Now
available in its Metro Ethernet Networks portfolio, the new technology –
called Provider Backbone Transport (PBT) – is designed to allow service
providers to deliver the communication and entertainment services of the
future to consumers and companies across cities and countries.

Provider Backbone Transport transforms Ethernet technology, traditionally
restricted to small-scale, local networks, into a more reliable, scaleable and
deterministic technology making it suitable as the basis for fixed and mobile
carrier networks to deliver live video and broadcast, multimedia, broadband
data and voice services.

“Ethernet is a pervasive information transport technology due to its
simplicity and cost-effectiveness,” said Philippe Morin, president, Metro
Ethernet Networks Nortel. “Nortel is now improving Ethernet and putting its
simplicity and value at the heart of carrier networks.”
“As a technology developed for smaller, local networks, Ethernet has
lacked critical requirements that would enable service providers to take
advantage of its benefits across city and national networks. By determining
the specific performance of a network under any conditions and making it more
reliable, Nortel is helping service providers leverage the cost-efficiencies
of Ethernet to support crucial services like video, 3G mobility services, and
business connectivity services.”

Nortel is working with the support of some of the world’s largest service
providers and standards bodies to facilitate broad adoption of PBT as a metro
technology. A first-to-market version of PBT is already available in the
Nortel Metro Ethernet Routing Switch (MERS) 8600, with development also
underway to integrate the technology into the Nortel Optical Multiservice Edge
(OME) 6500 and other Ethernet-ready platforms.
“PBT has the potential to be a disruptive technology for service provider
metro networks,” said Stan Hubbard, senior analyst, Heavy Reading. “Its
promise of enabling more manageable and scalable Ethernet that is cost-
effective for metro network deployments makes it an attractive complement for
service providers with existing MPLS core networks.”

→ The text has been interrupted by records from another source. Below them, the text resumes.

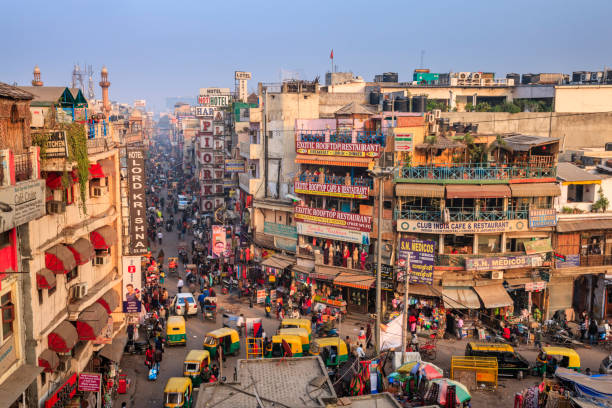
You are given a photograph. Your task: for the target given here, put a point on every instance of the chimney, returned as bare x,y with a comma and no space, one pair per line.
36,81
104,84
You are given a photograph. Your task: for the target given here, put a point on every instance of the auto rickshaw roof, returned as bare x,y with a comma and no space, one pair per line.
177,384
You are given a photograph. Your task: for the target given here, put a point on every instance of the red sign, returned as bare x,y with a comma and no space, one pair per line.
332,190
64,394
90,382
338,149
349,221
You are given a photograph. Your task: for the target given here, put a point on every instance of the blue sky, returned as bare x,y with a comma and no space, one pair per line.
155,49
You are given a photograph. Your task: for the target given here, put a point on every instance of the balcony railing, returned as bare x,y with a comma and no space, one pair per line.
348,136
23,167
474,171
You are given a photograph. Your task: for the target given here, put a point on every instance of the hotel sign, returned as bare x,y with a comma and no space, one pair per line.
332,190
338,149
349,221
461,227
137,202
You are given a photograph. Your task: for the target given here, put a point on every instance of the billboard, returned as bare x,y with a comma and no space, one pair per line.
422,256
137,201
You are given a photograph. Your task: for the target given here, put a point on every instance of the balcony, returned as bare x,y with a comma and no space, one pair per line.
480,173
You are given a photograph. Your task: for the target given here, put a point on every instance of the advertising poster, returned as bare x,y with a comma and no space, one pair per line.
218,240
132,277
421,254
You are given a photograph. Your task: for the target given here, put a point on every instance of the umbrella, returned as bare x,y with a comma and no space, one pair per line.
462,392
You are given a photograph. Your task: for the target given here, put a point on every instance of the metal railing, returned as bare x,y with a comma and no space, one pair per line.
474,171
23,167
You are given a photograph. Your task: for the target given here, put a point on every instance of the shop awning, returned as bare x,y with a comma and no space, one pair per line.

Traditional connectionless, best-effort Ethernet poses challenges for
service providers needing to guarantee service delivery and quality of service
(QoS) for real-time applications. PBT is a simple point-to-point tunneling
technology that adds determinism to Ethernet, enabling service providers to
specify the path that an Ethernet service should take across the network. PBT
allows for QoS guarantees by reserving bandwidth for real-time services, and
provides for 50 millisecond service recovery times should a connection fail –
matching the benchmarks set by today’s existing SONET and SDH optical
transport standards.
“Nortel has been working with several major service providers that are
very interested in the potential benefits of deploying PBT as a metro
networking technology,” said Morin. “PBT is designed to provide reliability
and determinism equal to SONET and SDH while retaining the cost and simplicity
of Ethernet – a combination ideal for a carrier network environment.”
PBT also helps resolve issues with Ethernet’s scalability, helping
conserve network resources that would otherwise be taken up by the constant
communications between large numbers of Ethernet devices in the network. In
addition, when PBT is paired with another pending Ethernet standard – Provider
Backbone Bridging (IEEE 802.1ah) – it is now possible for service providers to
scale Ethernet-based services to millions of users per metro area.